Ann Surg. 1990 Apr;211(4):438-46. doi: 10.1097/00000658-199004000-00010.
The redox tolerance test introduced in this article attempts to quantify the deterioration of hepatic mitochondrial energy metabolism by measuring the changes in arterial ketone body ratio in response to 75-g oral glucose loading, and is discussed in relation to its predictive value for assessing surgical risk in hepatectomy. The indicator, called redox tolerance index (RTI), represents a 100-fold cumulative enhancement of ketone body ratio relative to glucose level (100 x delta KBR/delta glucose). The redox tolerance index was significantly different between 31 liver cirrhotics and 10 normal volunteers (p less than 0.001). Subjects were divided into three classes (I: RTI greater than or equal to 1.0, II: 0.5 less than or equal to RTI less than 1.0, III: RTI less than 0.5). Postoperative mortality was significantly different among the three classes in 127 hepatic resections (chi 2 = 9.843, p less than 0.01). Of 97 hepatocellular carcinoma cases, major hepatic resections in class III showed significantly higher postoperative morbidity and mortality rates (p less than 0.05 and p less than 0.05, respectively). The present findings indicate that RTI based on redox theory is of potential value in predicting posthepatectomy outcome.

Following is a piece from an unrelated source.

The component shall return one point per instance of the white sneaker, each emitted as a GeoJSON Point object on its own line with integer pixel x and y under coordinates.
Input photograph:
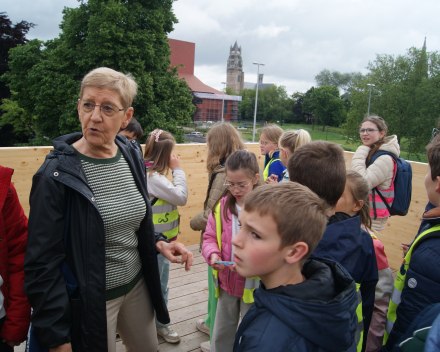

本文介绍的氧化还原耐受性试验试图通过测量口服75克葡萄糖负荷后动脉酮体比值的变化来量化肝线粒体能量代谢的恶化情况,并讨论了其在评估肝切除手术风险方面的预测价值。该指标称为氧化还原耐受指数(RTI),表示酮体比值相对于葡萄糖水平的100倍累积增强(100×ΔKBR/Δ葡萄糖)。31例肝硬化患者和10名正常志愿者的氧化还原耐受指数有显著差异(p<0.001)。受试者分为三类(I:RTI≥1.0,II:0.5≤RTI<1.0,III:RTI<0.5)。在127例肝切除手术中,三类患者的术后死亡率有显著差异(χ2 = 9.843,p<0.01)。在97例肝细胞癌病例中,III类患者的大肝切除术后发病率和死亡率显著更高(分别为p<0.05和p<0.05)。目前的研究结果表明,基于氧化还原理论的RTI在预测肝切除术后结果方面具有潜在价值。